Carlos, a Venezuelan whose real name is Ilich Ramirez Sanchez, is already serving life in a Paris prison for a triple murder in 1975.
He has denied any role in the bomb attacks in France in 1982 and 1983 that killed 11 people.
The 62-year-old was captured by French special forces in Sudan in 1994.
By that time he had earned global notoriety as a mastermind of deadly bomb attacks, assassinations and hostage-takings.
It was the discovery of fresh evidence that led to him being tried for the bomb attacks in Paris and Marseilles that also left more than 140 people injured.
During his trial, Ramirez described himself as a "man of combat" and a "professional revolutionary".
In his five-hour closing statement on Thursday, he said: "I am a living archive. Most of the people of my level are dead."
He also read a text in memory of former Libyan leader Muammar Gaddafi, who is known to have funded anti-Western attacks.
Deadly bombingsThe first bombing, in March 1982, was on a train between Paris and Toulouse, killing five people and wounding 28. It was followed a month later by the car bombing of an anti-Syrian newspaper in Paris. One passer-by was killed and 60 injured.

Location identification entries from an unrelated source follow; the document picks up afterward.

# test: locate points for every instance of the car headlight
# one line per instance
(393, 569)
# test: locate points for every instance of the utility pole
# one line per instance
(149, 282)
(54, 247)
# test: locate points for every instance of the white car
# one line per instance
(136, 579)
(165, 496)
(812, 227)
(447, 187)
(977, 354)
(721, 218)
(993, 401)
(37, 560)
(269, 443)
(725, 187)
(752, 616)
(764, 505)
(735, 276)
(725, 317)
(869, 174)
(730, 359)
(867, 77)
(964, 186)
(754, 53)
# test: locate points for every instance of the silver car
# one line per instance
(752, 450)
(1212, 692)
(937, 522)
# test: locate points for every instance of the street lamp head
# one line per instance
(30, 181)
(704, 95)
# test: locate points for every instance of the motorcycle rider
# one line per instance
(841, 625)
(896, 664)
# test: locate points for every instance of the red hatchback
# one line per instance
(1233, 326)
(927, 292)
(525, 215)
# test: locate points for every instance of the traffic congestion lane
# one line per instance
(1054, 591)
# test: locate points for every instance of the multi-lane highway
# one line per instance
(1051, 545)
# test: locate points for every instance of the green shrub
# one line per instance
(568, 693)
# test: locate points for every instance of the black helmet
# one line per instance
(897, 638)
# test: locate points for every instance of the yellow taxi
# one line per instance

The other two bombings took place on New Year's Eve 1983, with a bomb on a TGV fast train between Marseille and Paris that killed three people and wounded 13, and a bomb at a Marseille train station that killed two.
Ramirez was born into a wealthy Venezuelan family, and studied in Moscow before joining the Popular Front for the Liberation of Palestine. He converted to Islam in 1975.
He got his nickname after a copy of Frederick Forsyth's The Day of the Jackal was found among his belongings.